Es funktioniert lediglich das Setzen des DAO's im Handler per DI nicht.
Wahrscheinlich liegt der Fehler wieder in einem kleinen Buchstaben von Spring. Achso hier noch kurz meine Dependencies der pom, die Spring und JPA betreffen:

pom.xml
[XML]<dependency>
			<groupId>org.hibernate</groupId>
			<artifactId>hibernate-core</artifactId>
			<version>3.3.2.GA</version>
		</dependency>
		<dependency>
			<groupId>org.hibernate</groupId>
			<artifactId>hibernate-annotations</artifactId>
			<version>3.4.0.GA</version>
		</dependency>

		<dependency>
			<groupId>org.hibernate</groupId>
			<artifactId>hibernate-entitymanager</artifactId>
			<version>3.4.0.GA</version>
		</dependency>

		<dependency>
			<groupId>org.springframework</groupId>
			<artifactId>spring-orm</artifactId>
			<version>3.0.1</version>
		</dependency>

		<dependency>
			<groupId>org.springframework</groupId>
			<artifactId>spring-context</artifactId>
			<version>2.5.6</version>
		</dependency>
		<dependency>
			<groupId>org.springframework</groupId>
			<artifactId>spring-core</artifactId>
			<version>2.5.6</version>
		</dependency>[/XML]

Was vielleicht schon hilfreich wäre, ist Spring Support in der eclipse IDE.. also auch, dass man z.B. wie bei STS ein Rechtsklick auf das Projekt machen kann und die Spring Project Nature hinzufügen kann.

VG
Erik


----------



## Noctarius (28. Mai 2010)

Brauch das GIN nicht einen eigenen Converter um das DI als JS Code abzubilden?


----------



## MySelV (28. Mai 2010)

Das ist richtig, da aber der Spring Context und die DAO's / Handler nur im Server existieren, dürfte das doch nichts machen oder? Der Code wird ja nicht in JS übersetzt. Ich bekomme übrigens mit der Konfiguration keine Fehlermeldung. Weder von GWT noch von Spring oder JPA


----------



## Noctarius (28. Mai 2010)

Wie holst du dir denn deinen BundeslandHandler?


----------



## MySelV (28. Mai 2010)

Per Callback über ein Event nach dem Observer Pattern - aber ja alles serverseitig. Worauf willst du hinaus?


----------



## Noctarius (28. Mai 2010)

Holst du es aus dem ApplicationContext oder instanzierst du es per new? Bei letzterem wird selbstverständlich nicht injected.


----------



## MySelV (28. Mai 2010)

Ah! *schnell mal vom Schlauch runtergeh*  Danke schonmal für den Hinweis.
Hmm könnte ich das umgehen, indem ich den Handler im Context als Bean registriere und ihm als property den Dao mitgebe?

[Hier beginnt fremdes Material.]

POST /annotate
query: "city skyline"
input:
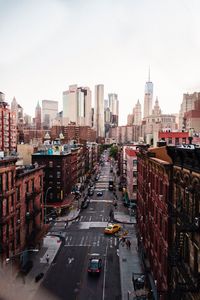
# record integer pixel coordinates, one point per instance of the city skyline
(109, 42)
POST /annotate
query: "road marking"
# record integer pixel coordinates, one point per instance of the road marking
(104, 277)
(101, 200)
(70, 260)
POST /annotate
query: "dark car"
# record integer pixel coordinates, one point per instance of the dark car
(27, 267)
(85, 204)
(99, 193)
(94, 265)
(39, 276)
(91, 192)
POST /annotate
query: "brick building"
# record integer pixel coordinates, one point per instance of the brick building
(8, 131)
(154, 193)
(21, 198)
(185, 220)
(73, 132)
(59, 173)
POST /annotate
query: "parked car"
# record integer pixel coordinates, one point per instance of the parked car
(99, 193)
(39, 276)
(27, 267)
(95, 264)
(112, 228)
(91, 192)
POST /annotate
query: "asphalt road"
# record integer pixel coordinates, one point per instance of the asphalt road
(67, 278)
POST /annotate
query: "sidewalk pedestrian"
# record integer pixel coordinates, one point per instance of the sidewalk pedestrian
(128, 244)
(123, 241)
(66, 224)
(47, 258)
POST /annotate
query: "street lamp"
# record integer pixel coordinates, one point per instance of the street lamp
(45, 203)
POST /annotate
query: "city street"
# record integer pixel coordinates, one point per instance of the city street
(67, 277)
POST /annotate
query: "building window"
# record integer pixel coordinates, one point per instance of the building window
(134, 188)
(1, 183)
(176, 141)
(26, 183)
(161, 187)
(12, 179)
(7, 206)
(7, 181)
(134, 164)
(7, 231)
(18, 237)
(40, 180)
(134, 174)
(50, 164)
(32, 184)
(12, 200)
(18, 193)
(169, 140)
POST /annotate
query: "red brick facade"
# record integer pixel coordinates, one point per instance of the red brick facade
(154, 176)
(21, 200)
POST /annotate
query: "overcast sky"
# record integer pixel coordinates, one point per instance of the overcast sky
(46, 45)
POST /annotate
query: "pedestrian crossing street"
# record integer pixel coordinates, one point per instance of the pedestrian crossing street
(89, 240)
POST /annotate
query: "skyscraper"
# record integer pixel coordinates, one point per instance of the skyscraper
(49, 112)
(148, 97)
(77, 106)
(137, 114)
(99, 110)
(114, 108)
(8, 132)
(38, 121)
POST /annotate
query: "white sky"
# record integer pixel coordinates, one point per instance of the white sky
(46, 45)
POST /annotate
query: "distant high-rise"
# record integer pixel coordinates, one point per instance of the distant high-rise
(38, 120)
(49, 112)
(148, 98)
(77, 106)
(186, 105)
(114, 108)
(99, 110)
(137, 114)
(156, 110)
(8, 132)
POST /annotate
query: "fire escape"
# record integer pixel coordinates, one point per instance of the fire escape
(184, 226)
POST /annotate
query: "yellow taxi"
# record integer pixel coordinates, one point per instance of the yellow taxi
(112, 228)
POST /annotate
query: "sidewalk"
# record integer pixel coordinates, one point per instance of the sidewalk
(129, 259)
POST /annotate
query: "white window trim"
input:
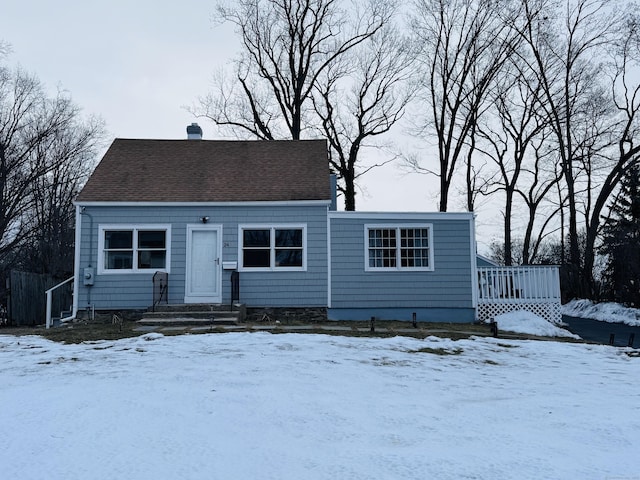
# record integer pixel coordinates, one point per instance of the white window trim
(397, 227)
(135, 228)
(272, 261)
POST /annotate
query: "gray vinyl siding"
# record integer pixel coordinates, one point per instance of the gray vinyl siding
(447, 286)
(134, 290)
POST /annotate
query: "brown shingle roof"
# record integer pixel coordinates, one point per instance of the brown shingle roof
(210, 171)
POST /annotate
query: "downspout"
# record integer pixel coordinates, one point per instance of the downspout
(79, 212)
(474, 265)
(76, 263)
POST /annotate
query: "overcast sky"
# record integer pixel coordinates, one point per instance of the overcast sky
(137, 64)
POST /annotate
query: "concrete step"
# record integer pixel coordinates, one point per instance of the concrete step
(187, 321)
(195, 307)
(193, 314)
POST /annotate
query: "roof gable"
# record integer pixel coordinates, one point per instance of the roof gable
(210, 171)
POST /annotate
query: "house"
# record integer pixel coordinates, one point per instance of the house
(200, 212)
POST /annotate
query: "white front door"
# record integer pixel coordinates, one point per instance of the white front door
(203, 265)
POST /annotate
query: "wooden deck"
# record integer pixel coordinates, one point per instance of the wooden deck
(530, 287)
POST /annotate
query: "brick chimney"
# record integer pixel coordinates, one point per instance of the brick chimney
(194, 132)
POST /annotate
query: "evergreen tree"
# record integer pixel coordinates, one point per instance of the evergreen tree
(621, 243)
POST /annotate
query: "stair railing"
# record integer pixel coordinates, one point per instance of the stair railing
(49, 294)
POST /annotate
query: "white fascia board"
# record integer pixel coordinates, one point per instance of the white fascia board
(292, 203)
(401, 216)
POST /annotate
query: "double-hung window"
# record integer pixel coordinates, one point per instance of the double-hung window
(131, 249)
(281, 247)
(391, 247)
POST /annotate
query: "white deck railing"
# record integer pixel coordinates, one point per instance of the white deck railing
(523, 284)
(49, 295)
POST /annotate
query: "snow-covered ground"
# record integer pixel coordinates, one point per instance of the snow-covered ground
(521, 321)
(605, 312)
(304, 406)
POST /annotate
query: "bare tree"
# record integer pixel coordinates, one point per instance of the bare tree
(463, 45)
(45, 152)
(566, 57)
(361, 97)
(287, 45)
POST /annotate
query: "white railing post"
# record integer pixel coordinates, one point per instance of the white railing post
(49, 295)
(49, 302)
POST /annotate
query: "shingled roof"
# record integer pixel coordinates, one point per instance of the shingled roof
(210, 171)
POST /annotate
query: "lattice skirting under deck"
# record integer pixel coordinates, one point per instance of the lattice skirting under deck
(549, 311)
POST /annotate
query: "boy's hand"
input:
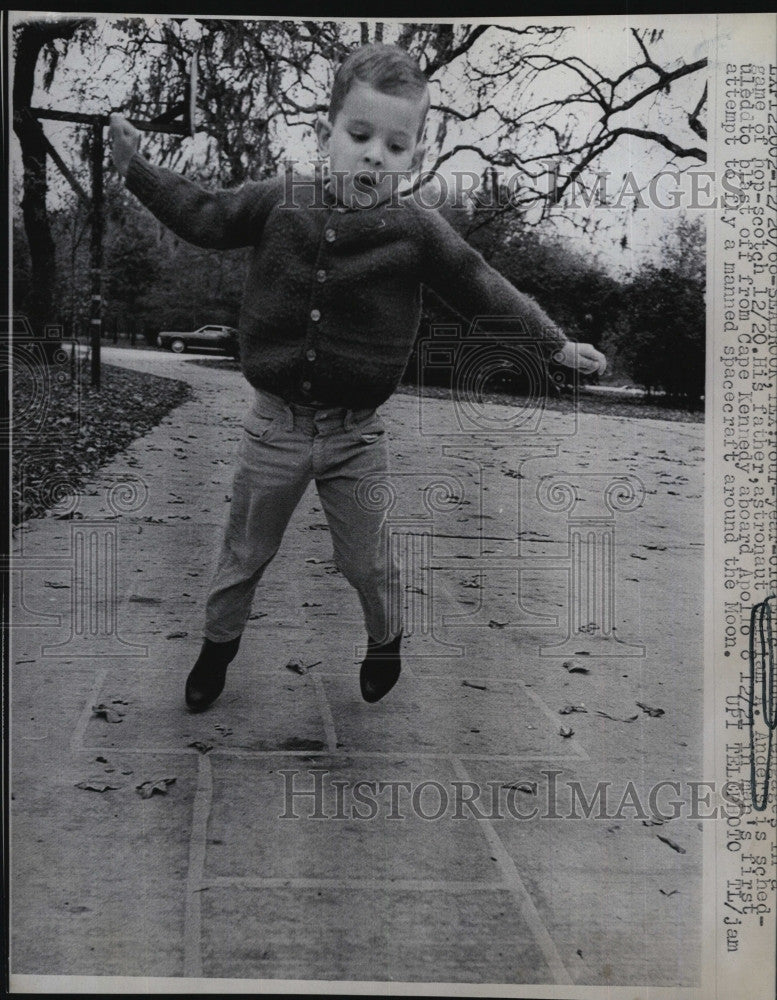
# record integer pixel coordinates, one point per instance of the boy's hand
(584, 357)
(125, 140)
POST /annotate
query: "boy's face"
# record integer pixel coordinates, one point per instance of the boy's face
(373, 140)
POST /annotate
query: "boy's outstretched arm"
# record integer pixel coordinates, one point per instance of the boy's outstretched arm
(219, 220)
(460, 276)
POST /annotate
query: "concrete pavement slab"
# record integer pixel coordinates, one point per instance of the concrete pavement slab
(206, 879)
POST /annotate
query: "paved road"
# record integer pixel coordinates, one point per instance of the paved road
(506, 537)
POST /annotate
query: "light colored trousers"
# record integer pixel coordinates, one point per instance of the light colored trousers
(284, 446)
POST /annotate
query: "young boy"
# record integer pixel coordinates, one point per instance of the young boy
(329, 316)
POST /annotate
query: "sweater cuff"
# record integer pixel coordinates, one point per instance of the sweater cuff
(551, 340)
(142, 179)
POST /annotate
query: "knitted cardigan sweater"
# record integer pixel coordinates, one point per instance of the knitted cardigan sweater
(332, 301)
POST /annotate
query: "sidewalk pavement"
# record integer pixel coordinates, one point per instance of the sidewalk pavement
(505, 539)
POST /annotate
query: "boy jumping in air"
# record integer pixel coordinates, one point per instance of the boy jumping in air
(329, 317)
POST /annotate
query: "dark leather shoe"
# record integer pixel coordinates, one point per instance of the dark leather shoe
(380, 669)
(208, 675)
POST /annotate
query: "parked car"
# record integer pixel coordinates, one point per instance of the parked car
(211, 337)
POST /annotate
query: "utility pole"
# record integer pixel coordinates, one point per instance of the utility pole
(96, 307)
(167, 123)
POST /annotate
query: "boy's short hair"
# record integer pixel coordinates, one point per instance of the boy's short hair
(387, 68)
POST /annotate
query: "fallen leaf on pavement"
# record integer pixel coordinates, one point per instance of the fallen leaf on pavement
(296, 667)
(96, 785)
(574, 668)
(671, 843)
(528, 787)
(108, 713)
(157, 786)
(631, 718)
(653, 712)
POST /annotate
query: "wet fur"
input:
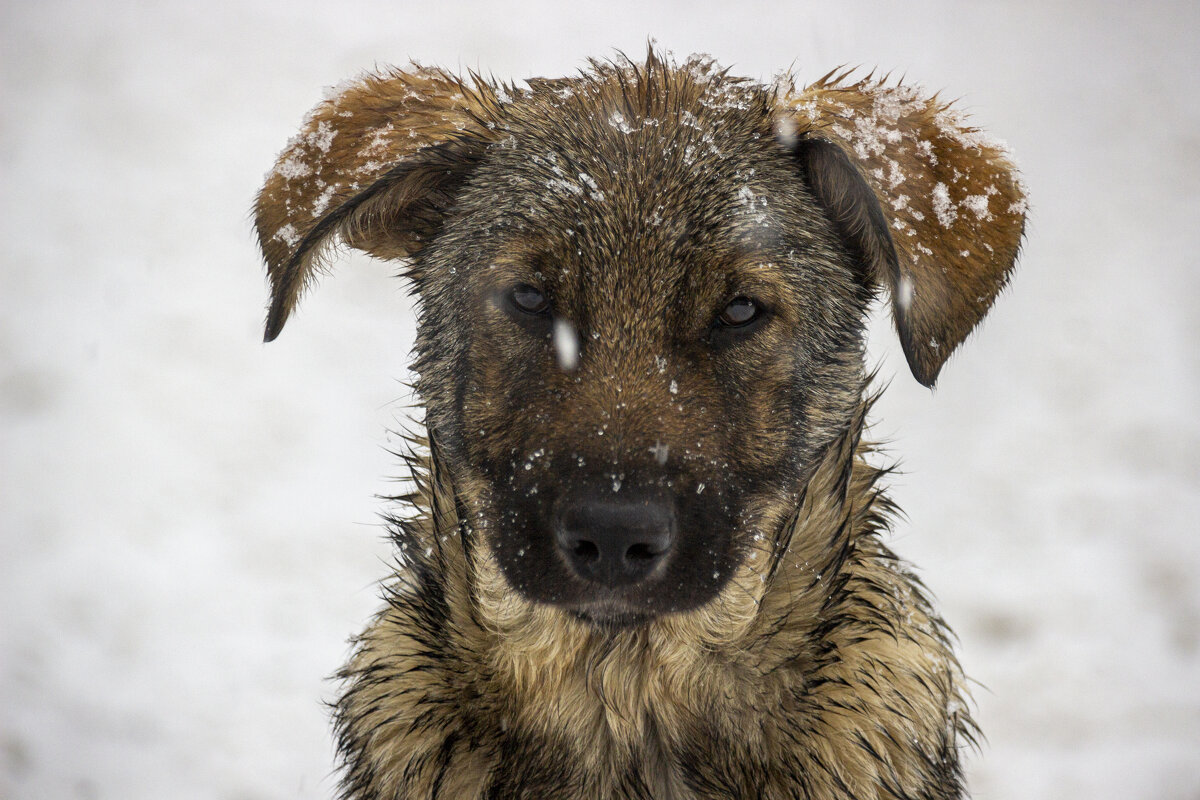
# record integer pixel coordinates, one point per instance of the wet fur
(803, 659)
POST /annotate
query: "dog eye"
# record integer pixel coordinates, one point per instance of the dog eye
(528, 299)
(741, 311)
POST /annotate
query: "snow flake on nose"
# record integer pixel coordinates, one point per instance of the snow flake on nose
(567, 344)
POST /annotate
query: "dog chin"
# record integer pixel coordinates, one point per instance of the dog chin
(612, 619)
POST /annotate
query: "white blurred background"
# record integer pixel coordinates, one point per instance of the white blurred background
(187, 522)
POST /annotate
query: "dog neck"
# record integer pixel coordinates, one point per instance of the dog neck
(821, 637)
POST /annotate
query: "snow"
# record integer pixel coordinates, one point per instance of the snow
(187, 517)
(567, 344)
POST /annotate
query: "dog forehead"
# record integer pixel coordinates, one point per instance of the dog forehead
(634, 184)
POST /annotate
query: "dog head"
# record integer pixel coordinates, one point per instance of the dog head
(642, 294)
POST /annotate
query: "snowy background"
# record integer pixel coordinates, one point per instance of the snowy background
(187, 522)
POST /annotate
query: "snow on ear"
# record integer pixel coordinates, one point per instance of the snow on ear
(375, 166)
(946, 226)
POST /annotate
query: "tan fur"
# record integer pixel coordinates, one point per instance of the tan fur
(743, 666)
(954, 200)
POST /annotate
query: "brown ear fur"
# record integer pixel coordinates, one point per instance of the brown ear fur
(373, 166)
(952, 199)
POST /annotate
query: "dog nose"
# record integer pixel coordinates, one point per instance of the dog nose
(615, 540)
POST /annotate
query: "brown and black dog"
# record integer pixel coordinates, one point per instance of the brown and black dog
(645, 555)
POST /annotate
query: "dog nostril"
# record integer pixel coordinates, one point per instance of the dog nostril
(641, 552)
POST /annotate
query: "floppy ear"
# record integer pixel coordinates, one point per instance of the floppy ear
(933, 209)
(376, 167)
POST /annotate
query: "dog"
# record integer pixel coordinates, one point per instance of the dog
(643, 554)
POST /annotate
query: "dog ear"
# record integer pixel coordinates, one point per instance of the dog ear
(931, 208)
(376, 166)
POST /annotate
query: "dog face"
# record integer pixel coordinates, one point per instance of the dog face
(642, 296)
(642, 374)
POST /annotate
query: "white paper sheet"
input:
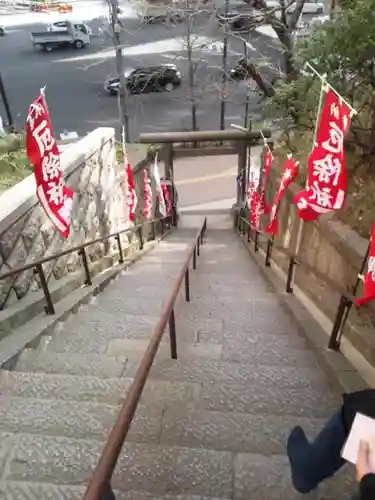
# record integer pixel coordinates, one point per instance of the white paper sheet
(363, 429)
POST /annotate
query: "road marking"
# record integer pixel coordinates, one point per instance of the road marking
(193, 180)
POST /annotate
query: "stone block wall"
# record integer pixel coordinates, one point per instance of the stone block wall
(26, 234)
(336, 251)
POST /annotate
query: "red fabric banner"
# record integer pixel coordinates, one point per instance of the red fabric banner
(167, 199)
(326, 172)
(42, 151)
(369, 286)
(290, 171)
(268, 158)
(131, 195)
(147, 194)
(253, 196)
(159, 190)
(255, 211)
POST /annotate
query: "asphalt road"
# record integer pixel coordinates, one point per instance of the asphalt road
(74, 79)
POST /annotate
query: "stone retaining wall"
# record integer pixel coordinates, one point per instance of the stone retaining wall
(91, 170)
(333, 249)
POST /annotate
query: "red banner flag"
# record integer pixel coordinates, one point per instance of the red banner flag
(131, 195)
(268, 159)
(159, 191)
(290, 171)
(369, 286)
(326, 180)
(167, 199)
(42, 151)
(253, 196)
(147, 194)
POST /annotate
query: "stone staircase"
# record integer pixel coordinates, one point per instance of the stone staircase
(212, 424)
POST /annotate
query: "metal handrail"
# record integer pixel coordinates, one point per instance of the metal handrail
(347, 298)
(299, 260)
(37, 265)
(101, 478)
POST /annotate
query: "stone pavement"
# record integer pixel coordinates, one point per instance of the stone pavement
(211, 425)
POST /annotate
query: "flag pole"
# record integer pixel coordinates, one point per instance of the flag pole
(323, 79)
(292, 261)
(43, 92)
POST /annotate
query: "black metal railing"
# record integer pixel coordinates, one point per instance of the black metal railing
(37, 265)
(347, 298)
(99, 487)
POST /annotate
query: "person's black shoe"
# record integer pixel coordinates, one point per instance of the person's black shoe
(299, 454)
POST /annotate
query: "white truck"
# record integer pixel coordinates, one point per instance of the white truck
(158, 12)
(75, 34)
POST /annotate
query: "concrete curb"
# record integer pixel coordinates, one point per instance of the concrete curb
(30, 334)
(340, 371)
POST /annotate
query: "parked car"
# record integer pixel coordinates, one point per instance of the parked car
(73, 35)
(309, 7)
(63, 26)
(146, 79)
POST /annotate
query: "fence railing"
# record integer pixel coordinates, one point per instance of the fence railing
(37, 265)
(100, 487)
(347, 298)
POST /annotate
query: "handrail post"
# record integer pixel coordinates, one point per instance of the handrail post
(49, 308)
(336, 333)
(172, 335)
(153, 232)
(269, 252)
(289, 279)
(187, 286)
(120, 252)
(82, 254)
(256, 241)
(108, 493)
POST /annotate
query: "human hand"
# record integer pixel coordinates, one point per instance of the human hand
(363, 465)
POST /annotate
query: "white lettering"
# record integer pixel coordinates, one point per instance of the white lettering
(335, 142)
(55, 192)
(35, 111)
(335, 111)
(66, 210)
(371, 267)
(327, 169)
(44, 137)
(51, 167)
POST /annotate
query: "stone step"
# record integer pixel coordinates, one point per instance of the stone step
(266, 399)
(14, 490)
(91, 331)
(236, 432)
(111, 391)
(95, 365)
(135, 349)
(116, 304)
(212, 329)
(251, 315)
(157, 470)
(207, 370)
(171, 425)
(263, 352)
(81, 420)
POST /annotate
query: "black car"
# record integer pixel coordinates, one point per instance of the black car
(147, 79)
(240, 70)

Habe das gerade mal probiert via

[XML]
<bean id="bundesLandHandler" class="de.test.server.handler.BundesLandHandler">
   <property name="bundesLandDao" ref="bundesLandDao" />
</bean>
[/XML]

So funktionierts leider auch noch nicht. Oder geht das noch anders?

Gruß Erik


----------



## Noctarius (28. Mai 2010)

Du musst dir eine Instanz aus dem App Context besorgen und damit arbeiten.


----------



## MySelV (29. Mai 2010)

Hmm mein Handler hat die Annotation @Component, weshalb ich davon ausging, dass Spring da auch DI ausführen kann.

Muss ich dann über ClassPathXmlApplicationContext.getBean() meinen Handler laden? Oder wie müsste das aussehen?

Gruß


----------



## Noctarius (30. Mai 2010)

Z.B. Component heißt nur, das Spring diese Klasse automatisch innerhalb des AppContextes kennt. Außerhalb macht Spring garnichts automatisch, da sich der new-Operator nicht überschreiben lässt.


----------



## MySelV (31. Mai 2010)

DI funktionierte schon. Ich sollte nicht auf obj == null prüfen, wenn Spring die Objekte erst injiziert, wenn sie auch benötigt werden :rtfm:

Kann damit zu und danke für die Hilfe


----------